In other words, the inside of a Hot Pocket answers the question, “What if meat could shit? How would that taste?”

This recall has sent the Pockethead community into a weird smelling fervor. On the one hand, their favorite food could potentially kill them. On the other hand, dude, have you tasted the new Croissant Crust Philly Steak and Cheese? It’s got everything you love about Philly without having to leave the pile of soiled mattresses under your mom’s deck.

So what happens if you’ve got a freezer fulla tainted HP’s? Not to worry, scientists have discovered a workaround. Step 1, remove Hot Pockets from box. Next, place empty box in microwave and cook on high for 3 minutes. Let stand for one minute, then chow down on that fucking box bro, what are you so afraid of? There are also oven instructions, but no one in the history of food consumption has ever baked a Hot Pocket or its box unless it was accidentally left in the trunk of your car on a 98 degree day.

Slay them all let them come. Let them come. Let them come. They've come for HOT. POCKET.

Slay them all let them come. Let them come. Let them come. They’ve come for HOT. POCKET.

During the course of writing this story, I discovered some Hot Pox fun facts. For example, did you know that the signature flaky crust contains 100% of your recommended daily intake of inmate skin? With every bite, you’re reducing the prison population and saving the taxpayers millions.

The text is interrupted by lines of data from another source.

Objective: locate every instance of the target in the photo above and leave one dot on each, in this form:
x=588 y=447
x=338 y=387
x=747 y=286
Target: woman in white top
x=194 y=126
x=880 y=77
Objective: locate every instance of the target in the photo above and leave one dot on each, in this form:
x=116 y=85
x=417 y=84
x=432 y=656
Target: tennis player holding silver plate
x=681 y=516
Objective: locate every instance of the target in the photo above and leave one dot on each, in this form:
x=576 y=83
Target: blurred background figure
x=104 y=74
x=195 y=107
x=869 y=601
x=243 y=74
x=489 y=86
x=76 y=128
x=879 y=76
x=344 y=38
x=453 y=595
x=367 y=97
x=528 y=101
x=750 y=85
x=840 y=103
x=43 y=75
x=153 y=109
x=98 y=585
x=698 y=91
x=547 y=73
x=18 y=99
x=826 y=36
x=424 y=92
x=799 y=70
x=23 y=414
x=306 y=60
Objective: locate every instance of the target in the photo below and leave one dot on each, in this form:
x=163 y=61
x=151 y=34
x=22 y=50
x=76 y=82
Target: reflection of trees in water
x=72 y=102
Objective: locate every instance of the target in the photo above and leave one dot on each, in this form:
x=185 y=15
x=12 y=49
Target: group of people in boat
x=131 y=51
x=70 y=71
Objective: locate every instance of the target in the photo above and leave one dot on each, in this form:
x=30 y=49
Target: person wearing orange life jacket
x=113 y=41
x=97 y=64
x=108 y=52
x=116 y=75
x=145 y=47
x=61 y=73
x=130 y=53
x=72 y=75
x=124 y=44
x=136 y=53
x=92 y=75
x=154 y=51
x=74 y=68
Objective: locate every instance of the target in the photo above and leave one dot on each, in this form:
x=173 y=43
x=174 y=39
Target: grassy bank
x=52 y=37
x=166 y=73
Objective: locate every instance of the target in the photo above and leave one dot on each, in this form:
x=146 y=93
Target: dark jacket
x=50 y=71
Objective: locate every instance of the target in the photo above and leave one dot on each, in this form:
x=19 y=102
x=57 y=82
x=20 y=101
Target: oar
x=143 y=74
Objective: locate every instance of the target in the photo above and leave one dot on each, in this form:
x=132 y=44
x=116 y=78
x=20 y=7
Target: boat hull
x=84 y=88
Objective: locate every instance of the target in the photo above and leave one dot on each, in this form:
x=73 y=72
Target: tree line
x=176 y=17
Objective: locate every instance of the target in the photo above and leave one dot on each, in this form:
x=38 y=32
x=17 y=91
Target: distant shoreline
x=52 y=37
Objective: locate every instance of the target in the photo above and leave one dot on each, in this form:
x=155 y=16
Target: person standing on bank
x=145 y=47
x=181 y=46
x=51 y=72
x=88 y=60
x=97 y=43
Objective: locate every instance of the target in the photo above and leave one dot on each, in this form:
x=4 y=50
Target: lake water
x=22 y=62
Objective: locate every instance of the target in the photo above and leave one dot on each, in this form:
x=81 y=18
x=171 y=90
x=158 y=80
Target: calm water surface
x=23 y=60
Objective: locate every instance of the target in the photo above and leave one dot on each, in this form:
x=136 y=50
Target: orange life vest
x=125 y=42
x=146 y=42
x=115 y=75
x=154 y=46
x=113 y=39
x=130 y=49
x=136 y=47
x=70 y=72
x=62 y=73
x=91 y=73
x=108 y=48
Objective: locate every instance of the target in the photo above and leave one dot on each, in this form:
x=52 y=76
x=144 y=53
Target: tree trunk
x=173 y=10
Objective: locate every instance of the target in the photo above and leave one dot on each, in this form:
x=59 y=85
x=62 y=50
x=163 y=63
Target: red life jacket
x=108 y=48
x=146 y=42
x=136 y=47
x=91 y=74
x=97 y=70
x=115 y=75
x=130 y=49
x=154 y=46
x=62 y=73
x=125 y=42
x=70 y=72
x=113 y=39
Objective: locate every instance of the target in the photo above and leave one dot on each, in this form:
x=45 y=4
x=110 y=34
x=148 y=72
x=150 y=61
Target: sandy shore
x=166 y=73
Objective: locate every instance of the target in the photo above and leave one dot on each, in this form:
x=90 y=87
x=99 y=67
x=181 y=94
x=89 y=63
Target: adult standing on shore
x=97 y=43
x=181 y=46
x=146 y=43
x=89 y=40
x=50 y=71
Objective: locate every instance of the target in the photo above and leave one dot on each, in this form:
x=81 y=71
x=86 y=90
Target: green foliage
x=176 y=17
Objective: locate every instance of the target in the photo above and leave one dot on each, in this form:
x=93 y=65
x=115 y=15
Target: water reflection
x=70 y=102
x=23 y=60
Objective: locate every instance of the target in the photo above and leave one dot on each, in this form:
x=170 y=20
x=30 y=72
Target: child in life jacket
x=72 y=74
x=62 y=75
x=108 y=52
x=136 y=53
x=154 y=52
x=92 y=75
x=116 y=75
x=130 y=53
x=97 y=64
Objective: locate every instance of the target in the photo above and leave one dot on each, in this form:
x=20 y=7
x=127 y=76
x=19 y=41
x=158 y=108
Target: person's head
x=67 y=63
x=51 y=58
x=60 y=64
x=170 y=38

Another fun fact: You know what they call a Hot Pocket in France? Douille Terribles, which, when translated back to English, means Terrible Sleeve. Why rename it when there are words for both hot and pocket in French? Look, I don’t make the fun facts, I just read them. Here, you want a better fun fact? FINE, fun fact number 3: when eating a Hot Pocket, if you listen very closely, you can actually hear your digestive system wince and shrug as if to say, “OK, wow, I guess we’re really doing this now huh?”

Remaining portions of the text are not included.